As of December 31, 2021, the Company has approximately $402 million and $294 million of federal and state NOLs respectively. Federal NOLs generated prior to 2017 begin expiring in the calendar year 2036. Under the new Tax Cuts and Jobs Act, all NOLs incurred after December 31, 2018 are carried forward indefinitely for federal tax purposes. The Coronavirus Aid, Relief, and Economic Security Act (“CARES Act”) signed in to law on March 27, 2020, provided that NOLs generated in a taxable year beginning in 2019, 2020, or 2021, may now be carried back five years and forward indefinitely. In addition, the 80% taxable income limitation is temporarily removed, allowing NOLs to fully offset net taxable income. California has not conformed to the indefinite carryforward period for NOLs. The NOLs begin expiring in the calendar year 2036 for state purposes.

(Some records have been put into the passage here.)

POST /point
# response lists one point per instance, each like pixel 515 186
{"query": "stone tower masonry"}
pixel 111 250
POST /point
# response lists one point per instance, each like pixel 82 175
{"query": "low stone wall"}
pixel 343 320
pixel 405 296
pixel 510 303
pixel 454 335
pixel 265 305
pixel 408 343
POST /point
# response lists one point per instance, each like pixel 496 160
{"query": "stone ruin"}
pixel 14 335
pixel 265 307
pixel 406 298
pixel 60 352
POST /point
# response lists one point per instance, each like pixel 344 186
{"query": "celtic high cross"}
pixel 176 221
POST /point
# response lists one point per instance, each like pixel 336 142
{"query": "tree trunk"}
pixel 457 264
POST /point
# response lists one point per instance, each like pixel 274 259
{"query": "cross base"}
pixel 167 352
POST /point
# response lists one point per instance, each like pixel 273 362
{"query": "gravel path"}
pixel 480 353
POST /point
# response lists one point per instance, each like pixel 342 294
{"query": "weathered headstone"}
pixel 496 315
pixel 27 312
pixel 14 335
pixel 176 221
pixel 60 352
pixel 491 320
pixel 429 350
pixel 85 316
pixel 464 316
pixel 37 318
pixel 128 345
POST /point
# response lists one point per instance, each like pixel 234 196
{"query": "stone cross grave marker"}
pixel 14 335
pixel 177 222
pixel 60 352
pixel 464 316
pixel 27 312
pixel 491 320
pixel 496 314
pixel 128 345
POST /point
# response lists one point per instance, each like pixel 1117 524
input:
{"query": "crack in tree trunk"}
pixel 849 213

In the ordinary course of its business, the Company incurs costs that, for tax purposes, are determined to be qualified research and development (“R&D”) expenditures within the meaning of IRC §41 and are, therefore, eligible for the Increasing Research Activities credit under IRC §41. The R&D tax credit carryforward as of December 31, 2021 is $3.2 million and $1.9 million for Federal and State, respectively. The R&D tax credit carryforwards begin expiring in the calendar year 2036 for federal purposes. The Company has adjusted the deferred tax assets related to Federal R&D credit carryover to account for any expiring tax credits.
Uncertain Tax Positions
The Company recognizes tax benefits from uncertain tax positions only if it believes that it is more likely than not that the tax position will be sustained on examination by the taxing authorities based on the technical merits of the position. As the Company expands, it will face increased complexity in determining the appropriate tax jurisdictions for revenue and expense items. The Company’s policy is to adjust these reserves when facts and circumstances change, such as the closing of a tax audit or refinement of an estimate. To the extent that the final tax outcome of these matters is different than the amounts recorded, such differences will affect the income tax expense in the period in which such determination is made and could have a material impact on its financial condition and operating results. The income tax expense includes the effects of any accruals that the Company believes are appropriate, as well as the related net interest and penalties.
As of December 31, 2021, the Company has total uncertain tax positions of $968.000, which is related to R&D tax credits, which is recorded as a reduction of the deferred tax asset. No interest or penalties have been recorded related to the uncertain tax positions. A reconciliation of the beginning and ending balances of unrecognized tax benefits is as follows (in thousands):
Year Ended
December 31,
20212020
Beginning of the year$229 $100 
Increase related to current year tax positions871 129 
Decrease for tax positions of prior years(129)— 
Decrease due to expiration of statute of limitations(3)— 
End of the year$968 $229 
It is not expected that there will be a significant change in uncertain tax positions in the next 12 months. The Company is subject to U.S. federal and state income tax and one foreign jurisdiction. In the normal course of business, the Company is subject to examination by tax authorities. There are no tax examinations in progress as of December 31, 2021. The Company’s federal and state tax years for 2017 and forward are subject to examination by taxing authorities.